A medieval apothecary’s shop, Mattheus Platearius, Circa instans, London, British Library, MS Sloane 1977, fol. 49v, © British Library

Alchemy’s Core Text: The Emerald Tablet

The founding body of alchemic literature is attributed to a syncretic divinity known as Hermes Trismegistus, a cross between Egyptian Thoth, god of scribes and magic, and Greek Hermes (Roman Mercury), messenger of the Olympian gods. Hermes’s esoteric wisdom was largely collected in his secret and cryptic Corpus hermeticum, written in Late Antiquity, but for centuries believed to date back to the time of Moses. It was even seen as complementary to the Bible, and to have been the basis of Plato’s wisdom. Because of the connection to Hermes, these teachings became known as ‘hermetic philosophy’.
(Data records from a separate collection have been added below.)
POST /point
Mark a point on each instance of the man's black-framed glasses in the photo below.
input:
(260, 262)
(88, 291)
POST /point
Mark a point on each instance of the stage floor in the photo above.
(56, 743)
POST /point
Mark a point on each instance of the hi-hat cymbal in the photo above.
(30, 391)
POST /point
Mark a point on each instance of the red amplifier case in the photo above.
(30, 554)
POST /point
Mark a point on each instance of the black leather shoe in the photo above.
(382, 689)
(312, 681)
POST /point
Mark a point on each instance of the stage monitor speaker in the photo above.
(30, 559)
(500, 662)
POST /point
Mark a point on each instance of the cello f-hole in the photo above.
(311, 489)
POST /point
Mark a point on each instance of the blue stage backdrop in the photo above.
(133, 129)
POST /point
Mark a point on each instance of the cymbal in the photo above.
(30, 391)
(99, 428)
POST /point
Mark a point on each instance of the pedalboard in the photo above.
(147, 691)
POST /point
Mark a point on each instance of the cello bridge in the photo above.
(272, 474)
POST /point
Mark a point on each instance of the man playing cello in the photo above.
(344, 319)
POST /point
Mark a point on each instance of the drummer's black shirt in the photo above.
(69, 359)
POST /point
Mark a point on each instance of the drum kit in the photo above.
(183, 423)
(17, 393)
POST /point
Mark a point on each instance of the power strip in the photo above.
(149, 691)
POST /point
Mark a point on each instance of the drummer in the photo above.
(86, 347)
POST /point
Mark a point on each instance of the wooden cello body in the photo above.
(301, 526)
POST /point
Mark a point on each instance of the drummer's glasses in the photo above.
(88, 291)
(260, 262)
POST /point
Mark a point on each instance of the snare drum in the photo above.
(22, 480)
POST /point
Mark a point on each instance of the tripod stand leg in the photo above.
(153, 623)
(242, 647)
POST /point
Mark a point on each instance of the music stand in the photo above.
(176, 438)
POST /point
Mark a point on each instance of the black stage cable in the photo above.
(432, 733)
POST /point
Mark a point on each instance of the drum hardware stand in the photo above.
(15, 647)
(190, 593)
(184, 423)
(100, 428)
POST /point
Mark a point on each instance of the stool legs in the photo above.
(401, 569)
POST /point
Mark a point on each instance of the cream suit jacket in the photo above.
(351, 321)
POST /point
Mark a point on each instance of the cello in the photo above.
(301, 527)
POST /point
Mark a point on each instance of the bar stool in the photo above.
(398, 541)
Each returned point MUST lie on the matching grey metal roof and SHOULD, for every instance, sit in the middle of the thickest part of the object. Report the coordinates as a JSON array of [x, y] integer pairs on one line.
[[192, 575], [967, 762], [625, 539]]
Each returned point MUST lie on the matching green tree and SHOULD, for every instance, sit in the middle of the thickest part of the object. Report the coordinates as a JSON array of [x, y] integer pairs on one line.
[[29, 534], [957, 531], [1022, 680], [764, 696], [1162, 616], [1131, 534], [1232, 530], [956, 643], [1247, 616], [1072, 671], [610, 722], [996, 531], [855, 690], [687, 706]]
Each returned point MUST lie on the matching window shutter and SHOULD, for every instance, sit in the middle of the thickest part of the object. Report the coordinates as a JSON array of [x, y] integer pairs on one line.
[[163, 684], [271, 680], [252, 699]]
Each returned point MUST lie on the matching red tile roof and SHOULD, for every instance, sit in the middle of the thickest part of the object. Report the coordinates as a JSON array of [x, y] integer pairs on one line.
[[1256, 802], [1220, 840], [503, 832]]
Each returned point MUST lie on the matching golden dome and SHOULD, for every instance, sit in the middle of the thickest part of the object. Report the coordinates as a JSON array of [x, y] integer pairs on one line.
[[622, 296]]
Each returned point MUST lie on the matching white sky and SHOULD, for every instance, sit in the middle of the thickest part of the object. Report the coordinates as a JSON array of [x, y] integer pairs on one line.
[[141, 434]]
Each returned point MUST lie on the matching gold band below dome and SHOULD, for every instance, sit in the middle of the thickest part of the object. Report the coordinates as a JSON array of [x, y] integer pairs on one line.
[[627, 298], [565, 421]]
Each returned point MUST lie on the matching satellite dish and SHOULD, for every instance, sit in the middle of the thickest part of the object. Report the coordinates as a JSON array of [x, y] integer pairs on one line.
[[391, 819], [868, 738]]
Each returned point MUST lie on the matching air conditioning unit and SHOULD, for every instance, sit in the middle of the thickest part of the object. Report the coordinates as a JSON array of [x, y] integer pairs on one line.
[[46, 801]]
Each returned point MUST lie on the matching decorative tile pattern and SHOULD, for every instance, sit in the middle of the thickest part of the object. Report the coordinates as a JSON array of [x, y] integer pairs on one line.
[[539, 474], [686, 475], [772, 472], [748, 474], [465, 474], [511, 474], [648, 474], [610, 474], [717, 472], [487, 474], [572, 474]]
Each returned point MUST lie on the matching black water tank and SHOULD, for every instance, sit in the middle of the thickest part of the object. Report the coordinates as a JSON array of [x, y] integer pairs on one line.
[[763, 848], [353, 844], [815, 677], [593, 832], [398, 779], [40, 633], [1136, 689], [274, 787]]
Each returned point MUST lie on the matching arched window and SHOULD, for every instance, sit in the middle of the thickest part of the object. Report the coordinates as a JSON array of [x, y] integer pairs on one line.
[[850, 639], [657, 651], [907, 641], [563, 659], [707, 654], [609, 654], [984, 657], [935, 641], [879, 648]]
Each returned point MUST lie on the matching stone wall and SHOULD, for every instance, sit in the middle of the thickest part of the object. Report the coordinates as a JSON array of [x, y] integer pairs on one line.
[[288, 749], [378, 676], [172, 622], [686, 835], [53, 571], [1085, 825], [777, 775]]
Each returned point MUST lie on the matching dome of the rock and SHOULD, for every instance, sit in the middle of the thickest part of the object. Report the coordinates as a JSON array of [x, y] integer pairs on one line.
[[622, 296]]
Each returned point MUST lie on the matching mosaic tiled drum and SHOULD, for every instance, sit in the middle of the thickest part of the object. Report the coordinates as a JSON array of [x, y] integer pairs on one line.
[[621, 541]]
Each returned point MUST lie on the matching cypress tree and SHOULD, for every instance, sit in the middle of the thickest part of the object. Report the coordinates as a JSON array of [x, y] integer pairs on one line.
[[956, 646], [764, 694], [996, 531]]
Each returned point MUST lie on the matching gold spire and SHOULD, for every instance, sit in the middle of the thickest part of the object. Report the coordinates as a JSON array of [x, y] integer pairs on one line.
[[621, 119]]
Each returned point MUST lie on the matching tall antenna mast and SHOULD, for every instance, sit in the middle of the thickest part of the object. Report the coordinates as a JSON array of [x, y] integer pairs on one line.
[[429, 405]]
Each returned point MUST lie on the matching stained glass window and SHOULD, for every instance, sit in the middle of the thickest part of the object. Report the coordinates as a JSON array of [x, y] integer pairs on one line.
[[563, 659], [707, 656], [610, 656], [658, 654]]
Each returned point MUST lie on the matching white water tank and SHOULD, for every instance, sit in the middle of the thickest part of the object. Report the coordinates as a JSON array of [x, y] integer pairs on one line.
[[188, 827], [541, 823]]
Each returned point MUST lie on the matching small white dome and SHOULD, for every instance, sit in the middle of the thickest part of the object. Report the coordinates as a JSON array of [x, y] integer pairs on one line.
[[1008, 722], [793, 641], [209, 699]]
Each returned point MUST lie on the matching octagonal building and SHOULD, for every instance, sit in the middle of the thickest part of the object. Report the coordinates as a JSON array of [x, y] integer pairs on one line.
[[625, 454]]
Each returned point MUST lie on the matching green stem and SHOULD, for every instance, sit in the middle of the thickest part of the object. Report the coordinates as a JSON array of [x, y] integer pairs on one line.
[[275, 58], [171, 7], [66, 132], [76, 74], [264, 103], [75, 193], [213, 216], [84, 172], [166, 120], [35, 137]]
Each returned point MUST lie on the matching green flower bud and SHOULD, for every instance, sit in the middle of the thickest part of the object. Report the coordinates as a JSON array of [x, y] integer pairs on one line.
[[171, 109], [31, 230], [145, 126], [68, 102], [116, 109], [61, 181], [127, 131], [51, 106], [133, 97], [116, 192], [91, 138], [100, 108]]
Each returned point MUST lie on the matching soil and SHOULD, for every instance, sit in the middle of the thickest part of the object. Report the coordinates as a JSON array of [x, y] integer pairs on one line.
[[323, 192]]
One of Hermes’s most famous alchemic works is the Tabula smaragdina (The Emerald Tablet), which soon came to be venerated as the key text on which all alchemy is based. The British Library has many copies of it, among which is a version in Arundel MS 164. This manuscript dates to the early 1400s, and was compiled by the Augustinian friars of Nuremberg in Bavaria. The volume eventually found its way into the collection of the Howards, dukes of Norfolk, who later presented it to the Royal Society. In 1831, the Society sold it to the British Museum.

The manuscript contains works of natural philosophy like Thomas of Cantimpré’s De natura rerum (On the Nature of Things) alongside alchemical texts like Albertus Magnus’s De occultis naturae (On the Hidden Things in Nature), some medical materials, and an exposition on the virtues of brandy. Of most interest, though, is a short text entitled Liber hermetis de alchimia (the Book of Hermes on Alchemy) on folio 155r. It is, in fact, a copy of the Emerald Tablet, and this is a translation.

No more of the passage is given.